I admit, I was pretty surprised when I heard that the folks at Nimblebit were going to join forces with Disney Interactive to create a Star Wars game. Yet, after a few soft launches here we are with Star Wars: Tiny Death Star [Free], a title that combines the simplicity and adorable visuals of Tiny Tower, with the rich assets of Star Wars. The combination of both should be a match made in heaven, but a stingy premium currency economy may make some think twice about investing in this otherwise great fan service tribute.
If you’ve not had the pleasure of playing Tiny Tower [Free], I highly suggest you check out our 2011 review that discusses the game’s time management gameplay. Overall, Tiny Death Star doesn’t deviate too much from its predecessor’s gameplay. The crux of the game still revolves around building floors in a tower-like structure, stocking items that provide ‘Credits’, and ferrying Star Wars themed bitizens that award Credits and ‘Imperial Bux’ (the game’s premium currency). It all amounts to a game centered around timer management with additional, small rewards thrown in for interacting with the game via elevator trips and matching bitizens to their dream jobs. The gameplay was simple enough to be highly approachable and inviting in Tiny Tower, and Tiny Death Star continues that trend.
Despite the above, Tiny Death Star does implement a few new additions that add to the otherwise static gameplay. In addition to awarding credits for ferrying bitizens to their desired floor, each delivery knocks a minute off the floor’s restock (or building) timer. It’s a small, but appreciated change. In addition, the debut of ‘Imperial’ floors along with quests provide additional diversions to earn additional Credits while saving up money for adding floors and moving in bitizens. I also appreciated the larger variety of VIPs, which do everything from instantly filling out a residence to allowing you to move floors without the requisite bux charge.
Unfortunately not all the changes in Tiny Death Star are appreciated, or even welcome. The loss of a random bux award for ferrying citizens or fully stocking floors significantly reduces the ability to earn that premium currency. In addition, the game’s ‘Find Events’ (which are a throwback to Tiny Tower and reward bux for completing them) are also a far rarer occurrence. The same goes with the majority of VIP events, with the exception of the supply officer which works hand-in-hand with the new Imperial floors. Why is this important? Well, bux are still important for quick-filling residences when you have a lot of floors and are the only way to upgrade your elevator. Long story short, earning bux in Tiny Death Star is a far more onerous experience and the fact that they cost much more to purchase via IAP than Tiny Tower also hurts.
Despite the above issues, I keep coming back to Tiny Death Star simply because of its excellent fan service. The pixel art is masterfully done and does a great job recreating the Star Wars universe in the Nimblebit art style. Each floor has animated backdrops that really give the game far more life than Tiny Tower. In addition, Tiny Death Star offers loads of characters and heroes from the Star Wars universe and even provides small encyclopedic entries on each one with useful information.

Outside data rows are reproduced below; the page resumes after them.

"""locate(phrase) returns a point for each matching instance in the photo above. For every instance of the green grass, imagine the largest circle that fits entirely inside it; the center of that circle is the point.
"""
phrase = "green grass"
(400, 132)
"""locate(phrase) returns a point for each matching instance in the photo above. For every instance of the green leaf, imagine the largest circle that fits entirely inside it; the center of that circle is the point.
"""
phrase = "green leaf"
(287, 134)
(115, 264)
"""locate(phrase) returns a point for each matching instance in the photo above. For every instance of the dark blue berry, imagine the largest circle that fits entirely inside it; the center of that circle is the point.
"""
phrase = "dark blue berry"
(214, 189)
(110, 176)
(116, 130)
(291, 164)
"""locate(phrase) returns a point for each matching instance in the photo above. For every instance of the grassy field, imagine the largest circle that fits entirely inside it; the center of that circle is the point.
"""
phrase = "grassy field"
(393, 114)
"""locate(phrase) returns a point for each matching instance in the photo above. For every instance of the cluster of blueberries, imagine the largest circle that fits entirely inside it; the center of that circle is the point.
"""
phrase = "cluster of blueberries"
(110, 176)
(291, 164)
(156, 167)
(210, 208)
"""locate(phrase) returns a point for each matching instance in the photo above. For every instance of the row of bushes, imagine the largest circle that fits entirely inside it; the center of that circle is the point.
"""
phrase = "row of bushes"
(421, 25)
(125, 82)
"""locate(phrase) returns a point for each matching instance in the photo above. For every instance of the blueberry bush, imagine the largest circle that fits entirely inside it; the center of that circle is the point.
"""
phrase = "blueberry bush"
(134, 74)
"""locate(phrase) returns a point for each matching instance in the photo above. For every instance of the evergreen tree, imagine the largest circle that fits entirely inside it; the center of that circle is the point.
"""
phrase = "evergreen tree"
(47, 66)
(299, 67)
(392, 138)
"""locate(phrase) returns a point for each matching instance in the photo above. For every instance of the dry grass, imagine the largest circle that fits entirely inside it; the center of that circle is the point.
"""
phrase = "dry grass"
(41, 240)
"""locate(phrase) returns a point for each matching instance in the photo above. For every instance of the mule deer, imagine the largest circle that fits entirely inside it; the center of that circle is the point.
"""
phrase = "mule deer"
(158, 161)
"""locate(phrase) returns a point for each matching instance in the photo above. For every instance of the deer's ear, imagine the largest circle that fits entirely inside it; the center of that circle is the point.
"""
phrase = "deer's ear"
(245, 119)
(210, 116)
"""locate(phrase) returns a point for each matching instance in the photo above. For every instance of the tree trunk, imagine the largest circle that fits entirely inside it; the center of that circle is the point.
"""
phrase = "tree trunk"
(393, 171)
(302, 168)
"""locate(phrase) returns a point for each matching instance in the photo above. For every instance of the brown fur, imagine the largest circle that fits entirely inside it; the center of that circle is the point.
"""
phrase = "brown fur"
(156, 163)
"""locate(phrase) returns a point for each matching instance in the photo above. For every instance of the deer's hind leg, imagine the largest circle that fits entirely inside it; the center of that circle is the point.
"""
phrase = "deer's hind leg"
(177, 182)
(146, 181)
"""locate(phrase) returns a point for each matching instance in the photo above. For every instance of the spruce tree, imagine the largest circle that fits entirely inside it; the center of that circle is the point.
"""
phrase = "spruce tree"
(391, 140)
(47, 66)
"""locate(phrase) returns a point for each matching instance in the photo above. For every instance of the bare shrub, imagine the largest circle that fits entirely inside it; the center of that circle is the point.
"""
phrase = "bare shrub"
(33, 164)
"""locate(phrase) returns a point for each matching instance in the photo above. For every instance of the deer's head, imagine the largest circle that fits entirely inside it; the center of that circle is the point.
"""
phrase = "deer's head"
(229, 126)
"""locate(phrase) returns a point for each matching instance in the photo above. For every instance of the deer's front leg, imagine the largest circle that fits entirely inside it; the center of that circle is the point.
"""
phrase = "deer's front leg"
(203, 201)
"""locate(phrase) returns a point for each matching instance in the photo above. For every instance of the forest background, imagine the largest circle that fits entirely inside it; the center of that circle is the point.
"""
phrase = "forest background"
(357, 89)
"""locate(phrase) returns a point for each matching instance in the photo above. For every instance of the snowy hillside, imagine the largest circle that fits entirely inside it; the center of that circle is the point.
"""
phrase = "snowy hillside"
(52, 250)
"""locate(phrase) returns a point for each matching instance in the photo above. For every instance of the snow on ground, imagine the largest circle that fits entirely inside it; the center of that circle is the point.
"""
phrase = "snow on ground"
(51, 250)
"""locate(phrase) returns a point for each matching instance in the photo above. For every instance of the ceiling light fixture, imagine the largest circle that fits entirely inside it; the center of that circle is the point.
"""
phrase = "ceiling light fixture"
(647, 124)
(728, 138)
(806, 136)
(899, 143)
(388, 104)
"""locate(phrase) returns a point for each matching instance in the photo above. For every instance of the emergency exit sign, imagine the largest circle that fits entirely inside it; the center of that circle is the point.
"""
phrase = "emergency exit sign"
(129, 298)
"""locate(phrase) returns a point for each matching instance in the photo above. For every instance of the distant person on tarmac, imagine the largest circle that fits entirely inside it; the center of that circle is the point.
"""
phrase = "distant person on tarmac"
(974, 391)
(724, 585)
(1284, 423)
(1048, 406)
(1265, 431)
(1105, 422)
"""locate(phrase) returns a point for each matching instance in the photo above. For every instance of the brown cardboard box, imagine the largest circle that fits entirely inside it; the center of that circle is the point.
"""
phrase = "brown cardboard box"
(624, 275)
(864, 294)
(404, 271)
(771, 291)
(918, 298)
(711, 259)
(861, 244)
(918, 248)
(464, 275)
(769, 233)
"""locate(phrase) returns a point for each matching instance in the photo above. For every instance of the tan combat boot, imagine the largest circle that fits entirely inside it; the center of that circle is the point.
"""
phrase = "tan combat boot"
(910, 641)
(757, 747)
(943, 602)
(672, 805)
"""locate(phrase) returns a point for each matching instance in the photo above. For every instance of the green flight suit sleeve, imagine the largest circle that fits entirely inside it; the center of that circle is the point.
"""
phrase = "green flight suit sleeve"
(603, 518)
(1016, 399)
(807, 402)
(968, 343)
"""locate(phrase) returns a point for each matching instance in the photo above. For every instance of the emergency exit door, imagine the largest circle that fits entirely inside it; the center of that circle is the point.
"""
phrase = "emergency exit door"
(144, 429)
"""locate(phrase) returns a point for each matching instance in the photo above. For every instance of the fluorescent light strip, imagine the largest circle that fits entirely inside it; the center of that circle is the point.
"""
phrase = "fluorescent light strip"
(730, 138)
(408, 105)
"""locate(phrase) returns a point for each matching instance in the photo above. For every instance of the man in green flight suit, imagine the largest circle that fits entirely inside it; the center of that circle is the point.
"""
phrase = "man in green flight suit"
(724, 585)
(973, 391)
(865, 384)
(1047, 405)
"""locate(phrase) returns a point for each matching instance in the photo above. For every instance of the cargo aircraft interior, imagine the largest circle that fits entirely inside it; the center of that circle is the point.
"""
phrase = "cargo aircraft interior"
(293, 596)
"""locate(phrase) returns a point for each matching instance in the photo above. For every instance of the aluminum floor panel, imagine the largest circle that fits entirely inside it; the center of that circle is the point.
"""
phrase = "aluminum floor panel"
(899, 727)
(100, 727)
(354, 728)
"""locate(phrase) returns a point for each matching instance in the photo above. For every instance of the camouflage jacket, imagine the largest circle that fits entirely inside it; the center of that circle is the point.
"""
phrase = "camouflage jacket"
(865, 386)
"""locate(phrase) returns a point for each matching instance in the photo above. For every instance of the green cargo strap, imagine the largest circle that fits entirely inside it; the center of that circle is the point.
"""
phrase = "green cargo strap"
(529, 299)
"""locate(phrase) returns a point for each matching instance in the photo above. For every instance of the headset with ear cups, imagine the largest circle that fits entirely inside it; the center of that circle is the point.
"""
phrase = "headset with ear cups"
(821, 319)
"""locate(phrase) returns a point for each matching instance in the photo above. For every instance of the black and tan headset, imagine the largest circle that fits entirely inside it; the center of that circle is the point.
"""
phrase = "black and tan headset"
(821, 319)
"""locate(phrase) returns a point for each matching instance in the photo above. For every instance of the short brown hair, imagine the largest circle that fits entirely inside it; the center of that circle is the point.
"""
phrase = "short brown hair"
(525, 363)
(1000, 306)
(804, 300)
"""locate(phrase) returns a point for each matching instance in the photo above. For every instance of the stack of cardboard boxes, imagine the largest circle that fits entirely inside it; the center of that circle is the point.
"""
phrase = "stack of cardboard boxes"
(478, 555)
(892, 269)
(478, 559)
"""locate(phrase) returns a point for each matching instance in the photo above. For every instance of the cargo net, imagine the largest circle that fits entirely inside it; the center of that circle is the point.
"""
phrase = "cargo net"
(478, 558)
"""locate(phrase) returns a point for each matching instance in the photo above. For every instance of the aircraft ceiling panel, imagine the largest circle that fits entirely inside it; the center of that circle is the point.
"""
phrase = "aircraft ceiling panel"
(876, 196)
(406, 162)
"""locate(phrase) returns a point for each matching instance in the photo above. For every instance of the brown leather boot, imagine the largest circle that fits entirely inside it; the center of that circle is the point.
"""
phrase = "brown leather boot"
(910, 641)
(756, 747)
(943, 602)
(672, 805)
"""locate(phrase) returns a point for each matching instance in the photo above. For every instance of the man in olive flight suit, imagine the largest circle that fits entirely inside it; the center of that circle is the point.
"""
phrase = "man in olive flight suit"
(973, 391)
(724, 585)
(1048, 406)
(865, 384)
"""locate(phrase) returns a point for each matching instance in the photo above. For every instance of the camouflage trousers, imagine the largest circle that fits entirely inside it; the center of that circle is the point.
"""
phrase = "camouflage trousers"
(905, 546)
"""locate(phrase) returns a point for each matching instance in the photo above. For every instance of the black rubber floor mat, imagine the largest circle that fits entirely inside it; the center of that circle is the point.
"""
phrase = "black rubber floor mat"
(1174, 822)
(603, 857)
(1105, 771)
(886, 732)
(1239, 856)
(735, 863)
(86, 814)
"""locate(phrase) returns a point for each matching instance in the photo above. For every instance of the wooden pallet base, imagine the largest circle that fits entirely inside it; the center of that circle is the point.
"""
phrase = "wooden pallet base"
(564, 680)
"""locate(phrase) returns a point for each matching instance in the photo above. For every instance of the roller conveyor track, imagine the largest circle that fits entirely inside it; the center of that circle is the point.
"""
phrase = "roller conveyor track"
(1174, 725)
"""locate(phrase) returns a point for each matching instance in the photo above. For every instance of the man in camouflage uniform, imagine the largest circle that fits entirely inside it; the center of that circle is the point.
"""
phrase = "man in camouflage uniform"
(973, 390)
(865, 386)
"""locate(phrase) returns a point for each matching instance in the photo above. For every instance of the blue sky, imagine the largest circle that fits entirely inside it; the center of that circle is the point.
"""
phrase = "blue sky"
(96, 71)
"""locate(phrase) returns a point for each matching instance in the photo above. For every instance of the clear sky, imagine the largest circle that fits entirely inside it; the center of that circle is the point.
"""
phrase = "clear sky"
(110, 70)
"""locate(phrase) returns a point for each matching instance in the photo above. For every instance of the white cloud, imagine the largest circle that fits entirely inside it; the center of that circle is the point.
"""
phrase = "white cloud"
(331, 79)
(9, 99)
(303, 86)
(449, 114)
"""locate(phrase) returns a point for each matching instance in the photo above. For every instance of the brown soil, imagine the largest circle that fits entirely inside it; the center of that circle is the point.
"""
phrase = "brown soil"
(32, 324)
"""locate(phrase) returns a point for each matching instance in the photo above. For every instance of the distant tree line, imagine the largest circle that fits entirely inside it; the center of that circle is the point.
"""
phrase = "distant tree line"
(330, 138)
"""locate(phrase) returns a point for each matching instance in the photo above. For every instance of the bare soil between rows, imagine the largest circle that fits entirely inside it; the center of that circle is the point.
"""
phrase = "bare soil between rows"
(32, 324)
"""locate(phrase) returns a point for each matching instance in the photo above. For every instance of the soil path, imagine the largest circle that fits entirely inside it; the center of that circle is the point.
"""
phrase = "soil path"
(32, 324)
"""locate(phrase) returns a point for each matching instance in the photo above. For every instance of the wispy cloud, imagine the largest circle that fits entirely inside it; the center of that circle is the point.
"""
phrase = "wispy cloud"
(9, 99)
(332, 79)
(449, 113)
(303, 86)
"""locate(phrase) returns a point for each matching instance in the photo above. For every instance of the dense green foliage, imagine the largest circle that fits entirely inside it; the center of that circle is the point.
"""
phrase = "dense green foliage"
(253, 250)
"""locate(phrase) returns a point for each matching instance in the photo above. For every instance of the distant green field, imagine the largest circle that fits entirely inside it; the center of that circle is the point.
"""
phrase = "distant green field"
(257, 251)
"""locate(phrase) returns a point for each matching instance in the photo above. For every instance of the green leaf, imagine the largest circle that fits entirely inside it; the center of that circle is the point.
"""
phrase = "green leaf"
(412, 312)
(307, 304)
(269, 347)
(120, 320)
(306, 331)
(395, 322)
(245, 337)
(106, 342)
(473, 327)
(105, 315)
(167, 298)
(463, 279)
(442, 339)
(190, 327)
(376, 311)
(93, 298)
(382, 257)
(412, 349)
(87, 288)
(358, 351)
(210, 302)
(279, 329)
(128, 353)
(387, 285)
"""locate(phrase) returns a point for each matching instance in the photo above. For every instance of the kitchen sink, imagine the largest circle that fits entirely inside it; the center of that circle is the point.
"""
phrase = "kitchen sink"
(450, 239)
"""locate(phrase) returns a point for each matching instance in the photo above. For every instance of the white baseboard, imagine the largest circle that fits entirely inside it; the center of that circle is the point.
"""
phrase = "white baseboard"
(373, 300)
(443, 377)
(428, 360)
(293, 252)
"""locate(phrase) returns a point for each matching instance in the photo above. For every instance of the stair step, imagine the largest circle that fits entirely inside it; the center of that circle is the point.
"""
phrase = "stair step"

Even the game’s cutscenes, which occur randomly and offer no monetary rewards, are just yet another nice touch to the overall game. It’s obvious that when it comes to art and content, Tiny Death Star was made with great love for the Star Wars universe.
Still, the changes to the freemium experience are hard to ignore. In the case of Tiny Death Star, it simply becomes a question as to whether the immense amount of Star Wars fan service outweighs the somewhat harsher freemium experience. As a Star Wars fan it’s no question for me that Tiny Death Star is worth playing despite the added heartache. However, I fully understand that for others, it may be closer to a toss-up as to whether it’s worth the time investment.